The specific implementation of the speech synthesis apparatus is substantially the same as the specific implementation of the speech synthesis method, and is not described herein again.

An embodiment of the present application further provides an electronic device, where the electronic device includes: a memory, a processor, a program stored on the memory and executable on the processor, and a data bus for enabling a connection communication between the processor and the memory, the program, when executed by the processor, implementing the above-described speech synthesis method. The electronic equipment can be any intelligent terminal including a tablet computer, a vehicle-mounted computer and the like.

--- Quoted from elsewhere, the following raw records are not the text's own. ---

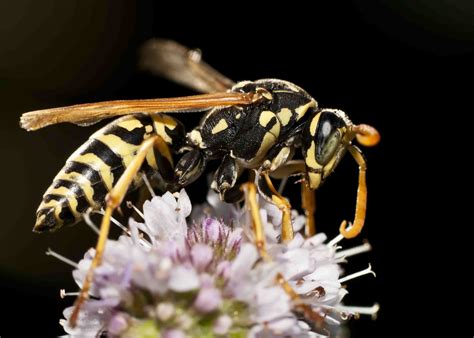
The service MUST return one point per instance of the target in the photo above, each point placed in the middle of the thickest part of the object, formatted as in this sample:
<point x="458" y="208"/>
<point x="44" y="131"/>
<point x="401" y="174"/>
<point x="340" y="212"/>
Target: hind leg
<point x="113" y="201"/>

Referring to fig. 9, fig. 9 illustrates a hardware structure of an electronic device according to another embodiment, where the electronic device includes:

the processor 901 may be implemented by a general-purpose CPU (central processing unit), a microprocessor, an Application Specific Integrated Circuit (ASIC), or one or more integrated circuits, and is configured to execute a relevant program to implement the technical solution provided in the embodiment of the present application;

the memory 902 may be implemented in the form of a Read Only Memory (ROM), a static storage device, a dynamic storage device, or a Random Access Memory (RAM). The memory 902 may store an operating system and other application programs, and when the technical solution provided in the embodiments of the present specification is implemented by software or firmware, the relevant program codes are stored in the memory 902 and called by the processor 901 to execute the speech synthesis method in the embodiments of the present application;

an input/output interface 903 for implementing information input and output;

a communication interface 904, configured to implement communication interaction between the device and another device, where communication may be implemented in a wired manner (e.g., USB, network cable, etc.), or in a wireless manner (e.g., mobile network, WIFI, bluetooth, etc.);

a bus 905 that transfers information between various components of the device (e.g., the processor 901, the memory 902, the input/output interface 903, and the communication interface 904);

wherein the processor 901, the memory 902, the input/output interface 903 and the communication interface 904 enable a communication connection within the device with each other through a bus 905.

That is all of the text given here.